A "CSV" data file means "Comma Separated Values", and is a format that most spreadsheet programs can write. Each line of a CSV file corresponds to a row in a spreadsheet, where the values from each row are written with a comma to separate them. For example:
Spreadsheet | |||
---|---|---|---|
3.0 | 7.3 | 0.5 | star |
4.0 | 9.1 | 1.1 | box |
5.0 | -3.7 | 0.2 | triangle |
In a CSV file this would look like:
3.0,7.3,0.5,star 4.0,9.1,1.1,box 5.0,-3.7,0.2,triangle
In Excel, you can write a CSV file by selecting "File" "Save as..." and picking "Save as Type" CSV.
Each line of the CSV file is parsed to extract the first four values, which are assumed to be an X, a Y, the error on Y, and a symbol name. (If the symbol name is missing or invalid, the default is used). NOTE: if you are doing linear fitting/graphing without error bars, then omit the third column of numbers (the errors on Y).
The overall parsing is not terribly strict: values separated by spaces, tabs commas, or semicolons will all be accepted, and any enclosing quotes are stripped. Extra space (or bare separators) at the beginning of lines is removed, and any fields beyond the first four are ignored.

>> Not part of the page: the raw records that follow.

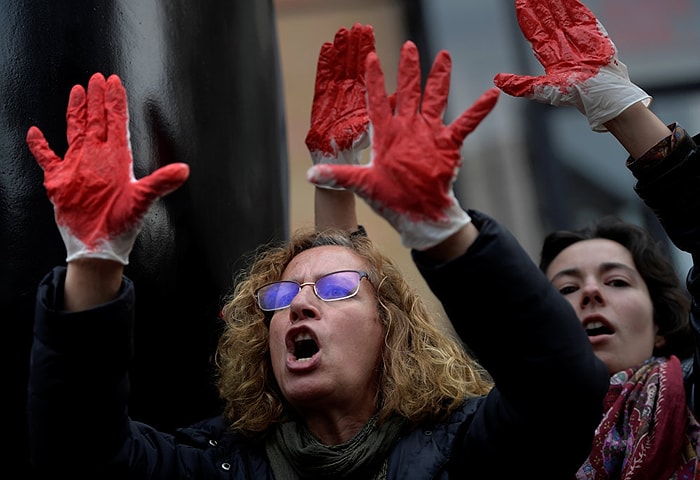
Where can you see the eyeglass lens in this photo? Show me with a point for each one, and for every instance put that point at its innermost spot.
(333, 286)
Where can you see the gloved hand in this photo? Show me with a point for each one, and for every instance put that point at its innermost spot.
(98, 204)
(339, 122)
(415, 157)
(579, 59)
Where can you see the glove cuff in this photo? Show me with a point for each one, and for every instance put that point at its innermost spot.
(608, 96)
(424, 234)
(116, 249)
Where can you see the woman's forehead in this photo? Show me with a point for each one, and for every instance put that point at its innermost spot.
(318, 261)
(592, 251)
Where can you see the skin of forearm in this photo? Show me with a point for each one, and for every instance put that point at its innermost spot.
(638, 129)
(91, 282)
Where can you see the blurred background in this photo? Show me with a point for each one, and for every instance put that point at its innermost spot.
(531, 166)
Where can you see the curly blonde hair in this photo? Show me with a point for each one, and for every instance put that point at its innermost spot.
(425, 371)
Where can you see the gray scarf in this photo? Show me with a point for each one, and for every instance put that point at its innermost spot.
(295, 453)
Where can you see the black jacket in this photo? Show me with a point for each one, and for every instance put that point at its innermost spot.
(539, 419)
(671, 188)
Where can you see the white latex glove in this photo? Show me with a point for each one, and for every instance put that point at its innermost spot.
(98, 204)
(339, 130)
(415, 157)
(579, 59)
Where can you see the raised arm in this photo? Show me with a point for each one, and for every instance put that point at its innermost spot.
(98, 204)
(415, 157)
(339, 129)
(582, 69)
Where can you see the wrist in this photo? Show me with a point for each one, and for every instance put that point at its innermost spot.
(91, 282)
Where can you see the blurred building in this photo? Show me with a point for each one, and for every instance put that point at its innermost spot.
(533, 167)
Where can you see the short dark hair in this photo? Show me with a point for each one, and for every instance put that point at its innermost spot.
(670, 299)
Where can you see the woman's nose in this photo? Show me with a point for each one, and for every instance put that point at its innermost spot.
(592, 294)
(303, 304)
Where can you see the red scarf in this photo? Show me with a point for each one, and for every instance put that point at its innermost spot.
(648, 432)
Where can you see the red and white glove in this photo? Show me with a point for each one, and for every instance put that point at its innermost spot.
(339, 121)
(415, 157)
(579, 59)
(98, 204)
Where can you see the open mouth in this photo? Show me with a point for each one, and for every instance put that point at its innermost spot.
(305, 347)
(593, 329)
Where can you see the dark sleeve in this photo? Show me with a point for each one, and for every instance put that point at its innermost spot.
(668, 181)
(78, 385)
(548, 399)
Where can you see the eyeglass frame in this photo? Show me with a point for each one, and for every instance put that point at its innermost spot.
(362, 274)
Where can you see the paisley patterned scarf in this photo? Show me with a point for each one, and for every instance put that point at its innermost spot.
(648, 431)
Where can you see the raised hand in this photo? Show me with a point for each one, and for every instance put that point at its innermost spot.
(580, 62)
(339, 121)
(98, 204)
(415, 157)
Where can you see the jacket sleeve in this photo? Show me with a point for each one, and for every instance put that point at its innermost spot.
(78, 383)
(548, 381)
(668, 181)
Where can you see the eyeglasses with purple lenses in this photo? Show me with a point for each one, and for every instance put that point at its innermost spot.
(329, 288)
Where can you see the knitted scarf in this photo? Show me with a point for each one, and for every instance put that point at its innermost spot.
(648, 431)
(295, 453)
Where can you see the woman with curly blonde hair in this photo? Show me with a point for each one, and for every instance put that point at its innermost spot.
(424, 372)
(330, 366)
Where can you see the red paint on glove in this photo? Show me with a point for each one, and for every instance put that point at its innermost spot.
(568, 41)
(415, 157)
(95, 196)
(339, 120)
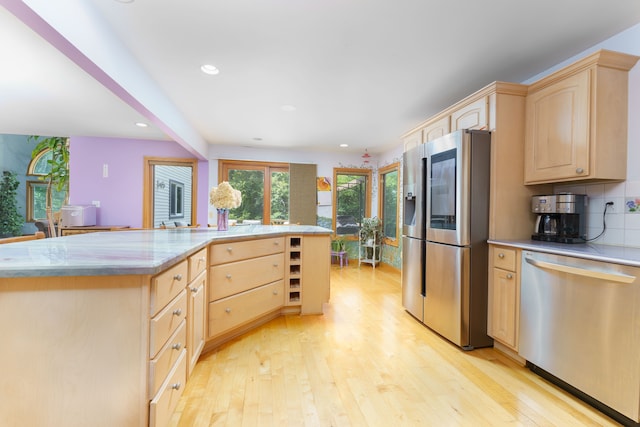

The numbers do have to be in a valid format, and any lines that have parsing errors are silently discarded. In addition, if you have log scales for the X- or Y-axes, any negative values for those variables will cause that particular line to be silently discarded. And because this CGI does a fit with errors, any error values that are zero or negative are invalid and cause the line to be discarded.
SD.DESD
Where S is an (optional) sign (+ or -), D is one or more digits. The mantissa (the D.D part) can be missing leading or trailing digits but not both. The following forms are valid: D.D, D., .D, D
The exponent part (ESD) is optional, and the E can be either upper or lower case.